Hanoi (VNA) – Ocean plastic waste has gone from bad to worse across the globe, requiring countries, including Vietnam, to pen urgent solutions, according to the Vietnam Administration of Seas and Islands under the Ministry of Natural Resources and Environment.

Since there are around 8-20 million tonnes of plastic waste flowing to the seas each year, experts said that reduction of plastic trash is an urgent solution. The focus should be on preventing the fact that “there will be more plastic than fish in the sea”.

According to PhD Ta Dinh Thi, Vice Chairman of the National Assembly's Committee on Science, Technology and Environment, marine plastic pollution is an urgent issue since it has critical impacts on ocean ecosystems and biodiversity.

With a coastline of more than 3,260 kilometres, and thousands of islands, Vietnam has huge potential to develop a sea-based economy; however, its ocean is being seriously polluted.

According to a report from the Ministry of Natural Resources and Environment, the amount of plastic consumption per capital in Vietnam rose more than 14 times between 1990 and now. On average, a Vietnamese person now utilises 54 kilogrammes of plastic a year, as compared to 3.8 kilogrammes in 1990.

Some 37.43 percent of the plastic waste dumped into the ocean is packaging, wrappers, and 29.26 percent household appliances.

Meanwhile, statistics from the Vietnam Institute of Fisheries Economics and Planning under the Ministry of Agriculture and Rural Development showed that total plastic amount used for shrimp aquaculture is up to 1,955 tonnes per hectares per year.

Plastic waste also threatens tourism as well since many of Vietnam’s feature beaches can be found strewn with plastic.    

Resident Representative of the United Nations Development Programme (UNDP) in Vietnam Caitlin Wiesen affirmed that the oceans are facing increasing threats and risks caused by climate change, natural disasters, environmental pollution, and overexploitation of natural resources.
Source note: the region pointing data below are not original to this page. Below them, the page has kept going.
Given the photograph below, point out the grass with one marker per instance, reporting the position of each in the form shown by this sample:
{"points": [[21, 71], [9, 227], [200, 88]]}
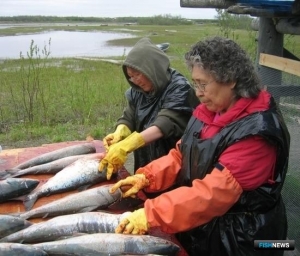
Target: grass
{"points": [[58, 99]]}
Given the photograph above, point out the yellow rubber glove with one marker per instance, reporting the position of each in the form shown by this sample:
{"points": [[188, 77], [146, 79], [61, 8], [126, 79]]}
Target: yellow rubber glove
{"points": [[117, 153], [121, 132], [136, 223], [137, 182]]}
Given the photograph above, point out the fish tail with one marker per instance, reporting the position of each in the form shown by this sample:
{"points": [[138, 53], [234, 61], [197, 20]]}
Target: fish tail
{"points": [[29, 201], [8, 173]]}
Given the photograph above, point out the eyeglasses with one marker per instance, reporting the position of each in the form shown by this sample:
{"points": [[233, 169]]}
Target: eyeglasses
{"points": [[200, 86]]}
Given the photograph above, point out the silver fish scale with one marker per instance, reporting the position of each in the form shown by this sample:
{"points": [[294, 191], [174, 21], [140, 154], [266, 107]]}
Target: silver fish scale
{"points": [[66, 226], [81, 173], [110, 244]]}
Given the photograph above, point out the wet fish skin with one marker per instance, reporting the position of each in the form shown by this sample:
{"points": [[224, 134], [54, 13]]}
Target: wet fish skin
{"points": [[79, 175], [12, 188], [65, 226], [49, 168], [12, 249], [11, 224], [110, 244], [79, 149], [84, 201]]}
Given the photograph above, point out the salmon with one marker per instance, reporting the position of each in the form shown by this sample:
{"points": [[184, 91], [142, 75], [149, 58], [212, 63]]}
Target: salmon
{"points": [[11, 224], [66, 226], [12, 249], [84, 201], [79, 175], [47, 168], [80, 149], [109, 244], [12, 188]]}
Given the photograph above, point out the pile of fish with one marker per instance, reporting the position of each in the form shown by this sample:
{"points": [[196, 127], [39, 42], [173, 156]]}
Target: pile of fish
{"points": [[76, 226]]}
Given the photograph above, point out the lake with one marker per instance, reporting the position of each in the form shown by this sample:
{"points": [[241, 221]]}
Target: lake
{"points": [[64, 44]]}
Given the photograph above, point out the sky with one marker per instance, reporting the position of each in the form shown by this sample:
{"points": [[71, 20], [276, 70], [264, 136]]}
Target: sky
{"points": [[102, 8]]}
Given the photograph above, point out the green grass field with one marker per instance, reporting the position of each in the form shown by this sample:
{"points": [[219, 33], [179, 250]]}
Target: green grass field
{"points": [[47, 99]]}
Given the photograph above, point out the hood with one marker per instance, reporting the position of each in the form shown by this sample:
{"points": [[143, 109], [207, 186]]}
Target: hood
{"points": [[148, 59]]}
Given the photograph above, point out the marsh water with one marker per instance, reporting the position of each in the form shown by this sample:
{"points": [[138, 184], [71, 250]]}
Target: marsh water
{"points": [[64, 44]]}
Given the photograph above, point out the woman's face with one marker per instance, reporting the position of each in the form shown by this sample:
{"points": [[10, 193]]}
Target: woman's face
{"points": [[139, 79], [217, 97]]}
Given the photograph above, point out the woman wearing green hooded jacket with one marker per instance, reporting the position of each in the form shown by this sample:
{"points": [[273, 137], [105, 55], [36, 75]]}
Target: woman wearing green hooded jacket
{"points": [[160, 103]]}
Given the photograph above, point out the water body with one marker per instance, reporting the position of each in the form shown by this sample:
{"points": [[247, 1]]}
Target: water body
{"points": [[64, 44]]}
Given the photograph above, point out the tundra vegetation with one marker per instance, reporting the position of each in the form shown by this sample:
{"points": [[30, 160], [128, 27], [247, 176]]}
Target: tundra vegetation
{"points": [[47, 100]]}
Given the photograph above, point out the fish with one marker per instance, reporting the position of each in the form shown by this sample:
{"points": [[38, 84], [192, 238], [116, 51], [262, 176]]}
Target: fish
{"points": [[109, 244], [11, 224], [13, 249], [12, 188], [84, 201], [65, 226], [79, 149], [48, 168], [79, 175]]}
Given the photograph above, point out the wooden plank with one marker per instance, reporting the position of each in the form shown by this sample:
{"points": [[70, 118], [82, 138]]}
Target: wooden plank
{"points": [[279, 63]]}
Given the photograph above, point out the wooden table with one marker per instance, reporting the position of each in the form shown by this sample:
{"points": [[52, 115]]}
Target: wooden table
{"points": [[12, 157]]}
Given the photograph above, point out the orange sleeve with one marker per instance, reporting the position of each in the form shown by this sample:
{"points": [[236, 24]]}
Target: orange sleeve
{"points": [[185, 208], [163, 171]]}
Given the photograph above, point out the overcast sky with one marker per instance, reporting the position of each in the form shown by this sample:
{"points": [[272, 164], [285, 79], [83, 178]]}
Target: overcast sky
{"points": [[102, 8]]}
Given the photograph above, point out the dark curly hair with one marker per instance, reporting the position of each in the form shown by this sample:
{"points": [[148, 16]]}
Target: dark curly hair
{"points": [[227, 62]]}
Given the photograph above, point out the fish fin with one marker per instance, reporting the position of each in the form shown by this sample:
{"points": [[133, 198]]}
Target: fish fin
{"points": [[19, 198], [29, 201], [78, 234], [84, 187], [9, 173]]}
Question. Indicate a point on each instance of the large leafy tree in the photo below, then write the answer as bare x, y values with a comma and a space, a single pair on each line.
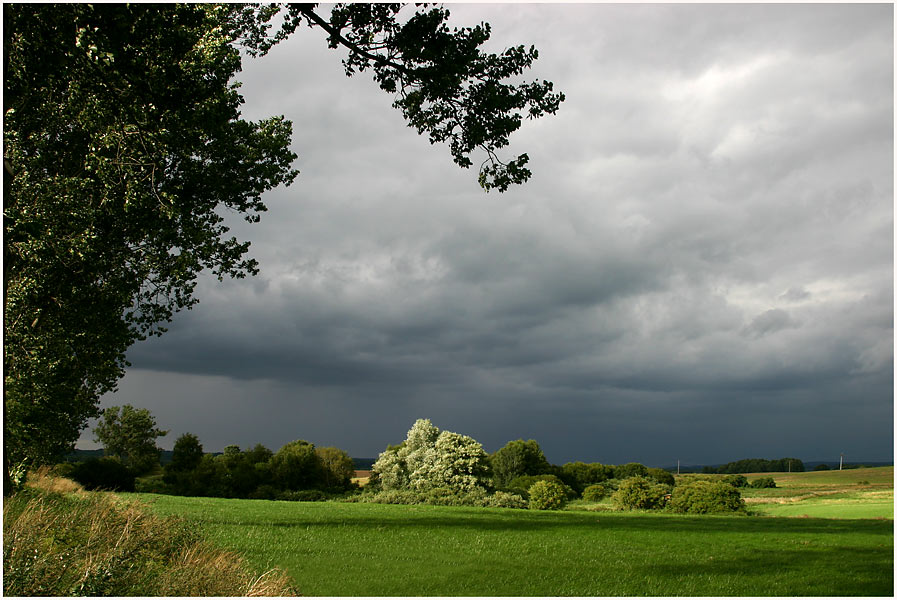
123, 144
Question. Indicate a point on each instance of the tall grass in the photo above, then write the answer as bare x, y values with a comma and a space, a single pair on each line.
61, 541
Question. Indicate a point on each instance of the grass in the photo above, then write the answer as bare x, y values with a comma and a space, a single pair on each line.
341, 549
849, 494
59, 540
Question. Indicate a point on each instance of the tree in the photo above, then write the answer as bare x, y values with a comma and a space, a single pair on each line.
296, 466
454, 461
186, 454
547, 495
123, 142
430, 459
129, 434
337, 467
517, 458
641, 493
706, 497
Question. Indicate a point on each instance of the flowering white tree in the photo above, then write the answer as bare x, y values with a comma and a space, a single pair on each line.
454, 461
429, 459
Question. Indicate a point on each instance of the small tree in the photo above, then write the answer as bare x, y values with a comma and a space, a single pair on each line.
640, 493
547, 495
296, 466
337, 467
455, 461
700, 497
186, 455
517, 458
129, 434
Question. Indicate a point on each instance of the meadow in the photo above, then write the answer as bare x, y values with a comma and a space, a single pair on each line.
343, 549
849, 494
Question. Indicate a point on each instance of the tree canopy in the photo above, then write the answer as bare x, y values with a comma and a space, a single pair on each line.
123, 144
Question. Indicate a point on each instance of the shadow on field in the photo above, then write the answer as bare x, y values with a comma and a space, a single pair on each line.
524, 521
871, 573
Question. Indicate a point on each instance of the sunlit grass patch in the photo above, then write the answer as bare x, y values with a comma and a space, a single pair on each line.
94, 544
339, 549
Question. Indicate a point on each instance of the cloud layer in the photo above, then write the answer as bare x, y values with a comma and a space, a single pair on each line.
701, 267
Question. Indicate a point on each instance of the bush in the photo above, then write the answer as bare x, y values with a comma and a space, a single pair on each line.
706, 497
522, 485
96, 545
735, 480
595, 493
104, 474
504, 500
640, 493
763, 482
660, 476
547, 495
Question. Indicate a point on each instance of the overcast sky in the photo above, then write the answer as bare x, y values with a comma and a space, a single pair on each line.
701, 268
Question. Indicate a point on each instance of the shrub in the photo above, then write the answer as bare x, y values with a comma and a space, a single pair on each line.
522, 485
504, 500
706, 497
547, 495
97, 545
630, 470
104, 474
660, 476
595, 492
301, 496
517, 458
640, 493
735, 480
763, 482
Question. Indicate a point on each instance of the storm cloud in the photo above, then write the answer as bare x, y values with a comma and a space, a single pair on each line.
700, 269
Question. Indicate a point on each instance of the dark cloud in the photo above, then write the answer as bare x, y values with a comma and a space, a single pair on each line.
701, 268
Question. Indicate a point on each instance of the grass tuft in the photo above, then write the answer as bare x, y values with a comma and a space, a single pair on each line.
62, 541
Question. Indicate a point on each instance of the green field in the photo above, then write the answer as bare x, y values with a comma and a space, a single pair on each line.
340, 549
849, 494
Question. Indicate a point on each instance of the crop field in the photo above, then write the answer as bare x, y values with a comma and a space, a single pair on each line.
342, 549
848, 494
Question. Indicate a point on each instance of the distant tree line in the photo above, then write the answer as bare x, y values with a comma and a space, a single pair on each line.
298, 471
758, 465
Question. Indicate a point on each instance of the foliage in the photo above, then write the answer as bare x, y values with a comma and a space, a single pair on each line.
443, 84
455, 461
660, 476
737, 480
547, 495
763, 482
640, 493
595, 492
123, 142
337, 467
129, 434
630, 470
186, 454
431, 459
517, 458
104, 474
95, 545
580, 475
759, 465
296, 466
523, 484
706, 497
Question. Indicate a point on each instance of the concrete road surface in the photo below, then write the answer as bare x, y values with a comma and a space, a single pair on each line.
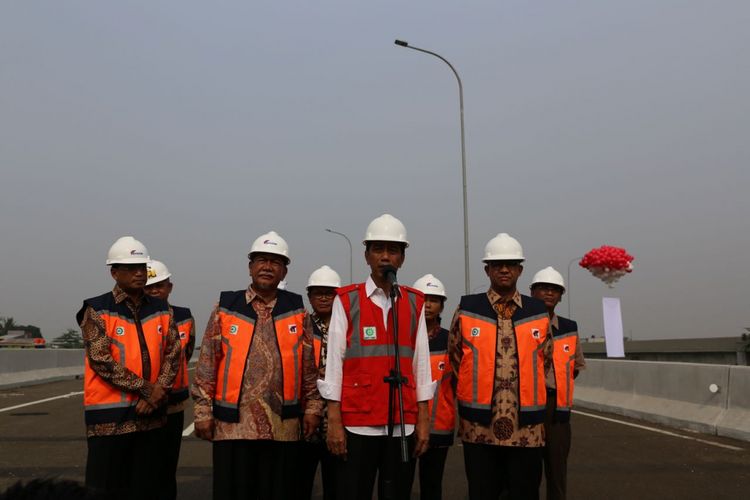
611, 458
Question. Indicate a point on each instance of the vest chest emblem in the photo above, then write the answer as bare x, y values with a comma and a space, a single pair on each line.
369, 333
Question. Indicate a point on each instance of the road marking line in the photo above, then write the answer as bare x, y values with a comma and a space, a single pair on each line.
188, 430
660, 431
41, 401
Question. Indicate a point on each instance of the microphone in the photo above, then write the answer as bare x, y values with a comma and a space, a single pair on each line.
389, 274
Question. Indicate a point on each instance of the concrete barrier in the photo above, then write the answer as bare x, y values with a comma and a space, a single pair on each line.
673, 394
21, 367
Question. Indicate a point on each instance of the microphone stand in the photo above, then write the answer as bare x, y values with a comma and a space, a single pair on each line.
396, 381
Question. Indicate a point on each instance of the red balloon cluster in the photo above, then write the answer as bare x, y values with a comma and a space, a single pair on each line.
607, 263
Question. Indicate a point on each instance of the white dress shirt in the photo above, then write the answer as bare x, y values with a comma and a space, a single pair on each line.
330, 387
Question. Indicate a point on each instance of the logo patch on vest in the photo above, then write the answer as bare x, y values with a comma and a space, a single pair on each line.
369, 333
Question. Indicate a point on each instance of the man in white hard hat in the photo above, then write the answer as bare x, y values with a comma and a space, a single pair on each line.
159, 285
255, 378
499, 346
442, 408
132, 358
567, 360
321, 290
360, 357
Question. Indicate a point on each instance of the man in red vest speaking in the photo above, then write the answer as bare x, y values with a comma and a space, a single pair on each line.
360, 357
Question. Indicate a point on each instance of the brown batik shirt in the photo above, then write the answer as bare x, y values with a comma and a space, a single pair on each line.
503, 429
261, 395
97, 345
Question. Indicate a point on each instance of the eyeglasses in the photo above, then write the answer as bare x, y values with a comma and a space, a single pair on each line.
273, 262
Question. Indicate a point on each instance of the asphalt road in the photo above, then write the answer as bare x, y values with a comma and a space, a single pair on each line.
609, 460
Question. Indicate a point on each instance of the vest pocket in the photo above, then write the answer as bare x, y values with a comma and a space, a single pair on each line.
356, 394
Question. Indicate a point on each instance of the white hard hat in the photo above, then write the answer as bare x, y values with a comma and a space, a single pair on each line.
430, 285
127, 250
386, 228
549, 275
503, 247
324, 276
270, 243
157, 272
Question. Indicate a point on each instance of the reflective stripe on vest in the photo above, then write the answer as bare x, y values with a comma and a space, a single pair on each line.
442, 406
104, 403
237, 324
565, 345
476, 377
184, 322
369, 355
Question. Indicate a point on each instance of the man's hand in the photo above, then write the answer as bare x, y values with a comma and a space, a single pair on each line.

Vietnam generates some 3.7 million tonnes of plastic waste into the environment each year, of which only 10 to 15 percent is collected for recycling while 730,000 tonnes are dumped into the oceans, she said.

More efforts needed to clean up ocean plastic waste hinh anh 1Plastic waste threatens the environment. (Photo: Reuters)

With some 2,000 tonnes of plastic waste ending up in the ocean each day, there will be more plastic than fish in all oceans by 2050, Caitlin Wiesen stressed.

More drastic measures needed

Deputy Director – General of the Vietnam Administration of Seas and Islands Pham Thu Hang also highlighted plastic waste pollution in the oceans is an urgent issue globally, therefore, it is a must to reduce plastic waste.

The Vietnamese government has made concerted efforts to handle ocean plastic waste by renewing its policies on environmental protection, she said. Hang added that the amended Law on Environmental Protection was adopted, legalising contents related to plastic management, recycling and treatment, and development of circular economy for plastic.

Besides the national action plan on ocean waste management until 2030, Vietnam is carrying out the project on proactive preparation and participation in building a global agreement to tackle marine plastic pollution.

Most recently, Vietnam engaged in the National Plastic Action Partnership, eyeing to reduce 75 percent of marine plastic waste by 2030, she said.

However, Hang said there are formidable challenges to handle ocean waste pollution, including shortage of coordination mechanism among countries, legal frameworks, and financial mechanisms, among others.

“In this context, we should take urgent action to settle ocean plastic waste pollution. It is necessary to build specific measures and progress to realise the global agreement to tackle ocean plastic waste pollution”, Hang stressed.

Additionally, Hang recommended Vietnam and other countries develop a sound financial mechanism, and work to support technology transfer to address plastic waste pollution both in the mainland and the oceans./.